I wonder if it's just self-pity.  It's been a dark, dreary day outside today.  On top of that, after having been so sick for so long, perhaps I could be forgiven a smidge of self-pity.  It could be chalked up to fatigue, and a not-quite-yet-up-to-par level of oxygen in my blood.  But there's nobody to ask how we're doing here, except for the other sick members of my own family.  Nobody to keep an eye on how we're doing.

And it goes past that.  I'm homeschooling in isolation here.  I deal with my illness in isolation.  I go outside and pray--in isolation.  My husband goes to work, and church, but he deals with a lot of the fallout from being married to me in isolation, too.  Not much support out there for him, either--mostly just people not understanding why I don't work outside the home.  It's our own fault we're struggling financially--it was our decision that I be a homemaker that did this to us.  I'm not really that sick.  I'm not really struggling to drive, or recognize people, or hear what's going on around me.

I've spent too much time lately trying to convince government agencies and doctors that I'm not faking it.  It'll be worth it if I ever actually qualify for Social Security or food stamps.  But it's stressful.  My biggest battle is mental--not letting it get to me when I get sick, or the bills pile up, or I can't do things for myself, or people's negative attitudes toward me trying to redefine me into a piece of lazy white trash when that's just not where I want to go.

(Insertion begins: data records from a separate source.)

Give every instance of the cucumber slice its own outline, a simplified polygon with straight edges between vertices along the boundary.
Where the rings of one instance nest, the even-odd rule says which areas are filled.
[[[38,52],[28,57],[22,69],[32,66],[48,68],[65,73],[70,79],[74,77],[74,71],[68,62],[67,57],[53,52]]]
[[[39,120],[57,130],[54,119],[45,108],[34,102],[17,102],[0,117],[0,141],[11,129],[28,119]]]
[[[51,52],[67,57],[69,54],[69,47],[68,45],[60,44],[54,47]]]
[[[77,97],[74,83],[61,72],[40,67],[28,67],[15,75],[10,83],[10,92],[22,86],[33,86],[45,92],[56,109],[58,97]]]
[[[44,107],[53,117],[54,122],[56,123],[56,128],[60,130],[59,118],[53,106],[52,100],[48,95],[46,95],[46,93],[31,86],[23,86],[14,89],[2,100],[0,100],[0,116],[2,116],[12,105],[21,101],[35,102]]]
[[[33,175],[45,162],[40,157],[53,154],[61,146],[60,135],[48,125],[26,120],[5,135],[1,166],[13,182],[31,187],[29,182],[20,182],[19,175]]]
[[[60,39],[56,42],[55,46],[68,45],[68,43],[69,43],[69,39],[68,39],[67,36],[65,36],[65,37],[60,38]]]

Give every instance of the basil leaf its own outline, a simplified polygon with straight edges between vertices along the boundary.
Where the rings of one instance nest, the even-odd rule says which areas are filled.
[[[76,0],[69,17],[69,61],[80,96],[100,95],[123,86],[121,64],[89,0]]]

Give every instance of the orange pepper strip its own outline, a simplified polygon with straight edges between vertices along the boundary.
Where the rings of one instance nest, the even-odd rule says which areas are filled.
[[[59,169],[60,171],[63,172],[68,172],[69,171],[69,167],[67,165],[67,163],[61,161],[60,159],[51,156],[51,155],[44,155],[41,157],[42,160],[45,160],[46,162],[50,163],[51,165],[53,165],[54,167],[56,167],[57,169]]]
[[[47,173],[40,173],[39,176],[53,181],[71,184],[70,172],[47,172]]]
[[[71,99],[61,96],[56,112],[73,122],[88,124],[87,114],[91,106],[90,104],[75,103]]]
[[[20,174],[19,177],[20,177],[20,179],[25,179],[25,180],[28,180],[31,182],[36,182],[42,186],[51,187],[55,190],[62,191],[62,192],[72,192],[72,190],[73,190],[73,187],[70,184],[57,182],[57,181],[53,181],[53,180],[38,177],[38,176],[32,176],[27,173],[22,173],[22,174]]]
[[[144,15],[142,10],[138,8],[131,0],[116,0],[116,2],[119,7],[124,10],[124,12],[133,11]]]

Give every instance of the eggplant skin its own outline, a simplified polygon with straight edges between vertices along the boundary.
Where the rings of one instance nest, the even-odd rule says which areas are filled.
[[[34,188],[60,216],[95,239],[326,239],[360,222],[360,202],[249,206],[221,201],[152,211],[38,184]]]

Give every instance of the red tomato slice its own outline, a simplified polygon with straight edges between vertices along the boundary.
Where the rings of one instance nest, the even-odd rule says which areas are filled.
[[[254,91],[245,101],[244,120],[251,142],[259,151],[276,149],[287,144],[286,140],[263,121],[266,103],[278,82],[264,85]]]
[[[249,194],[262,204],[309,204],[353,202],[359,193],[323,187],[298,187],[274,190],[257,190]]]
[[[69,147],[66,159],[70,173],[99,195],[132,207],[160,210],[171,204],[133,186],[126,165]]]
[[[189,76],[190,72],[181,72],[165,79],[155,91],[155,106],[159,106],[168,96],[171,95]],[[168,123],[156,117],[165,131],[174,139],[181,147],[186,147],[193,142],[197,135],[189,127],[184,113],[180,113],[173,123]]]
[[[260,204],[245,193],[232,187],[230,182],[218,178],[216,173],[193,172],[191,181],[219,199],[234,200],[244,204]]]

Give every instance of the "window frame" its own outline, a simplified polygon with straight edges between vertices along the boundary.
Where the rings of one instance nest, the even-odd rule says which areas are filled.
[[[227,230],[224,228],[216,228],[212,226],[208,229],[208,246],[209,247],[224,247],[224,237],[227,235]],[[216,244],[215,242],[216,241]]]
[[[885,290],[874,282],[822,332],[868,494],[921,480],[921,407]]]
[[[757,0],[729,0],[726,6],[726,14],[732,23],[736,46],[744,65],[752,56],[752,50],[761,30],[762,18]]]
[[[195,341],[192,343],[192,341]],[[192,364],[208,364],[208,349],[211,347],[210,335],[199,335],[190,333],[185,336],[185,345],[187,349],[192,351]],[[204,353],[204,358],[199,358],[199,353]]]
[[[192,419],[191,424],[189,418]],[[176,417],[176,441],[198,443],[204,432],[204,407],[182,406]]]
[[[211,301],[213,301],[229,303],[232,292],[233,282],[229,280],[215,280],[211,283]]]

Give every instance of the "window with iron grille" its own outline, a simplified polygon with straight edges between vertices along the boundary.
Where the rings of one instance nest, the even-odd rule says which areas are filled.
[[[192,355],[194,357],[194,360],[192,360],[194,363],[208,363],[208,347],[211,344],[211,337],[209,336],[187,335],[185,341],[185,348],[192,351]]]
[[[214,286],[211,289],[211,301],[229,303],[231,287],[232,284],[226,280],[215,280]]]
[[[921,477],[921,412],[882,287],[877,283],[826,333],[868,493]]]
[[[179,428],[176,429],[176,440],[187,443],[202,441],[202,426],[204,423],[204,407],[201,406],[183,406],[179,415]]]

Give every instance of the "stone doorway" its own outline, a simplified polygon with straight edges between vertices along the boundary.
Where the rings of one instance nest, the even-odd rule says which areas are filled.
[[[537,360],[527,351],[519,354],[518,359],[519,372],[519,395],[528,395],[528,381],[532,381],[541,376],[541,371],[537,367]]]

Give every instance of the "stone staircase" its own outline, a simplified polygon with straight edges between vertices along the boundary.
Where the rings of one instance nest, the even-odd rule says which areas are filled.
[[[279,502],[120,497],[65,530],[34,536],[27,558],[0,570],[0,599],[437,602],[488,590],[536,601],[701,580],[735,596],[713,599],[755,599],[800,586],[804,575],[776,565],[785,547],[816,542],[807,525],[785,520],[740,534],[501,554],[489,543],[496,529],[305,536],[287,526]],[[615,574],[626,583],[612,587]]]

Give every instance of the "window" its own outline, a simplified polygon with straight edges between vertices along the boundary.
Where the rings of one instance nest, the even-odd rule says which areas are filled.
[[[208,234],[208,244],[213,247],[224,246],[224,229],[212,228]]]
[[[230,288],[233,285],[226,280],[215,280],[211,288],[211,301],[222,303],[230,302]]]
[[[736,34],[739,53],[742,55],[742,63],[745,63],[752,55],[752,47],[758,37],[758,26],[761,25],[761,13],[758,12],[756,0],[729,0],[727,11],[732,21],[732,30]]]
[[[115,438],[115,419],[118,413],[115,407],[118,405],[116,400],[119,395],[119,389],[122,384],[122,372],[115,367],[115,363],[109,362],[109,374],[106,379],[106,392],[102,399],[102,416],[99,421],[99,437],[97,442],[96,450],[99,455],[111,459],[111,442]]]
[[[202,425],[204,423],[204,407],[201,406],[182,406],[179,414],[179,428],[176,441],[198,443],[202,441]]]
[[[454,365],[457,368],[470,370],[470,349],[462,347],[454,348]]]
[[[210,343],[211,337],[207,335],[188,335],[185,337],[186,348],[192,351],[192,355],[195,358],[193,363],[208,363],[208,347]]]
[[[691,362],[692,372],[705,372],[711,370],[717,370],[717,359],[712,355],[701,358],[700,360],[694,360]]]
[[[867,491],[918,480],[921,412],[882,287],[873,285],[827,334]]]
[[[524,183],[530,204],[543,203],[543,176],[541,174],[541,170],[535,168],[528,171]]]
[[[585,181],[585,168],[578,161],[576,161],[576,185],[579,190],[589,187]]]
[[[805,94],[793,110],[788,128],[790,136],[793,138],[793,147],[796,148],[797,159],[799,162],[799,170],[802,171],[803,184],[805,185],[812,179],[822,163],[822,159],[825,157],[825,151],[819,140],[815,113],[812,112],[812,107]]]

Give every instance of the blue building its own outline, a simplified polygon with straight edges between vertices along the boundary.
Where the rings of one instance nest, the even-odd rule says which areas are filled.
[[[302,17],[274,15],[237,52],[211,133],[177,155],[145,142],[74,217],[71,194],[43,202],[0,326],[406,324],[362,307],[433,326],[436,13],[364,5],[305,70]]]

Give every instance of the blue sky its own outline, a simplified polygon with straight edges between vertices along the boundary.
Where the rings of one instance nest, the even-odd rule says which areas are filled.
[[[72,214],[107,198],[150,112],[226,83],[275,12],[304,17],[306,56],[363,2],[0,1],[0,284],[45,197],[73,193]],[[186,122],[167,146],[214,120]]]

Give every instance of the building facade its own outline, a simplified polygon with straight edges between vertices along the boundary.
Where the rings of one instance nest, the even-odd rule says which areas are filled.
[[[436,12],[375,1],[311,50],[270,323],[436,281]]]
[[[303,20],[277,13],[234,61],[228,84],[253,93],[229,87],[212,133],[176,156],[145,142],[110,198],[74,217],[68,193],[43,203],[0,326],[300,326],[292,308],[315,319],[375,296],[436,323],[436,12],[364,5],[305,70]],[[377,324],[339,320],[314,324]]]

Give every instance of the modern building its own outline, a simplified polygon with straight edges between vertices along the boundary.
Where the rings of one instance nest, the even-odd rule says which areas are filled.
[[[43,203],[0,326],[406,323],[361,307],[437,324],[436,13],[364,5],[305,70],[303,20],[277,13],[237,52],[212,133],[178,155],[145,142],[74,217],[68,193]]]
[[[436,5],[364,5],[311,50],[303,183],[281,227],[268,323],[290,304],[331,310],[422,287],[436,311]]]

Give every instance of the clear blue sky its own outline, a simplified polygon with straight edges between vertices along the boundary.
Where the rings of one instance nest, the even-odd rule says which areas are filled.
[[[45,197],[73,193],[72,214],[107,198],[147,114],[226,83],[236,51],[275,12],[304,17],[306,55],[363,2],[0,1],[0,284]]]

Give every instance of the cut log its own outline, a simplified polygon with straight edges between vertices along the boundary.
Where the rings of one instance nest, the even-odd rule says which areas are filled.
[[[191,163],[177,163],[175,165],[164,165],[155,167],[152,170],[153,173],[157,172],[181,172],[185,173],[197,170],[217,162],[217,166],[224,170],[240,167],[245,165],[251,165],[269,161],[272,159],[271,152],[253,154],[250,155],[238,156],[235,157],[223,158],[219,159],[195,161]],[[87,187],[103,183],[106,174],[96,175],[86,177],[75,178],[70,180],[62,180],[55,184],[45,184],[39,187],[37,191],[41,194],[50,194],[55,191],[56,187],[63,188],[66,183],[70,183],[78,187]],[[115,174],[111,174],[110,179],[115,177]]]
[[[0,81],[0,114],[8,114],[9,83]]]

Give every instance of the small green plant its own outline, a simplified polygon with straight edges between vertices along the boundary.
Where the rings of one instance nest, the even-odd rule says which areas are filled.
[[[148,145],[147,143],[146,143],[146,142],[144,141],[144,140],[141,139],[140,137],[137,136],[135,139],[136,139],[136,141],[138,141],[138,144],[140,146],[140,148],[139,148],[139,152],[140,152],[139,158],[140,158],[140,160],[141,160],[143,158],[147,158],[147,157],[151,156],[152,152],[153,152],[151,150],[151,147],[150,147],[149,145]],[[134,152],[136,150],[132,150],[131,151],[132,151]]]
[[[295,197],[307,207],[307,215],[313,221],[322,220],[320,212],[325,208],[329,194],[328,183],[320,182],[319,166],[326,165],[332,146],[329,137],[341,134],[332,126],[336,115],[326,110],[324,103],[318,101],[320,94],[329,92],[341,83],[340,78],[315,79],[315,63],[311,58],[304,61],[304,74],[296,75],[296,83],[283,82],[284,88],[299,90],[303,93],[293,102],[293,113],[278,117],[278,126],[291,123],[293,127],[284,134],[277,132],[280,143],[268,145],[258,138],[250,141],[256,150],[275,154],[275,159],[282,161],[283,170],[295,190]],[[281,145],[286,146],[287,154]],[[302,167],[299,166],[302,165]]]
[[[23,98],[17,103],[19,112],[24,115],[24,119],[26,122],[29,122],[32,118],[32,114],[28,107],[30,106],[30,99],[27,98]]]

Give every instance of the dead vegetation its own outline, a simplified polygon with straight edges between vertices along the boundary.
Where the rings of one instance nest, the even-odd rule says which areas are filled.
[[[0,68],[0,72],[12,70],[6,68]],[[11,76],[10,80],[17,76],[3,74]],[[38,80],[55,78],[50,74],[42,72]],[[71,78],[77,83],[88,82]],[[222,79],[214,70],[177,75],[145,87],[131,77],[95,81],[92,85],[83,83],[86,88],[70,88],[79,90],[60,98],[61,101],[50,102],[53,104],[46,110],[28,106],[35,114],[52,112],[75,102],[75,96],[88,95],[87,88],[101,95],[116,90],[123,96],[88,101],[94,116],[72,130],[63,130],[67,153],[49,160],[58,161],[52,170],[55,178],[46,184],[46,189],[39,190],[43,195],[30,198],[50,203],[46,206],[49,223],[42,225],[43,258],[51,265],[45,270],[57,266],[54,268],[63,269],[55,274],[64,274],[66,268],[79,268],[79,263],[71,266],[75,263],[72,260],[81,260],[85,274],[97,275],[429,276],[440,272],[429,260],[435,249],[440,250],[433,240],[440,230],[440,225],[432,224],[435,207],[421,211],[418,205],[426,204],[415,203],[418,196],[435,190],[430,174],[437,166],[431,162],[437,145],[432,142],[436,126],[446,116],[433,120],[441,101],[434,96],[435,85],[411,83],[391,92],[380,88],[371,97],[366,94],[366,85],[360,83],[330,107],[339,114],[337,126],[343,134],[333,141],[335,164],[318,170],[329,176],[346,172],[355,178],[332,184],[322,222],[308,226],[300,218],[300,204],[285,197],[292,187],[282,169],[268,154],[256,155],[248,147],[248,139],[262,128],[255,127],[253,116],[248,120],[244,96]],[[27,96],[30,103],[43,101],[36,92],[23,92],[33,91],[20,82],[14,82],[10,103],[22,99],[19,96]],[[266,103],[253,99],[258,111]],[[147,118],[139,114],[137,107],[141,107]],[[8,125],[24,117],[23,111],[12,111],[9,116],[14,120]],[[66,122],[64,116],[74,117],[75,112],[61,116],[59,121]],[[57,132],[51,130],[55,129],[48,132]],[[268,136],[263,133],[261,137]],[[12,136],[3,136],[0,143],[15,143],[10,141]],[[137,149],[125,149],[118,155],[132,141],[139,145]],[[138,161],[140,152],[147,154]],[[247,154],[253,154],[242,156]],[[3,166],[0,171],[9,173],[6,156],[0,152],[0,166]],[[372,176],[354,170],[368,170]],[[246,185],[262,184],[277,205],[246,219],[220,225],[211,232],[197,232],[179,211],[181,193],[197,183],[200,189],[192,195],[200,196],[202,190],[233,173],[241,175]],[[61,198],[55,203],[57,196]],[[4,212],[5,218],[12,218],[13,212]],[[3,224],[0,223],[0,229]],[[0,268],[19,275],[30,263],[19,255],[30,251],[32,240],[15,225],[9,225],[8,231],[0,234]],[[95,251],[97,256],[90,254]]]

My children deal with this isolation, too--the lack of family except for those same immediate family members who have stuck by me, a lack of parents' friends, or even neighbors.  It's a good thing there's a church.

There are a lot of other families out there, almost an uncountable numbers of families, dealing with their problems in isolation, some living in poverty--far worse than ours.  I wasn't aware of them, growing up.  I wasn't raised around poverty, or drug abuse, or crime.  I didn't see people being told they're worthless, year after year, fighting not to believe it, fighting not to let their children believe it.  And I fortunately wasn't raised around people who were already convinced of their own worthlessness.  That worthlessness may be our worst enemy.

I hope someday we can all do better than this.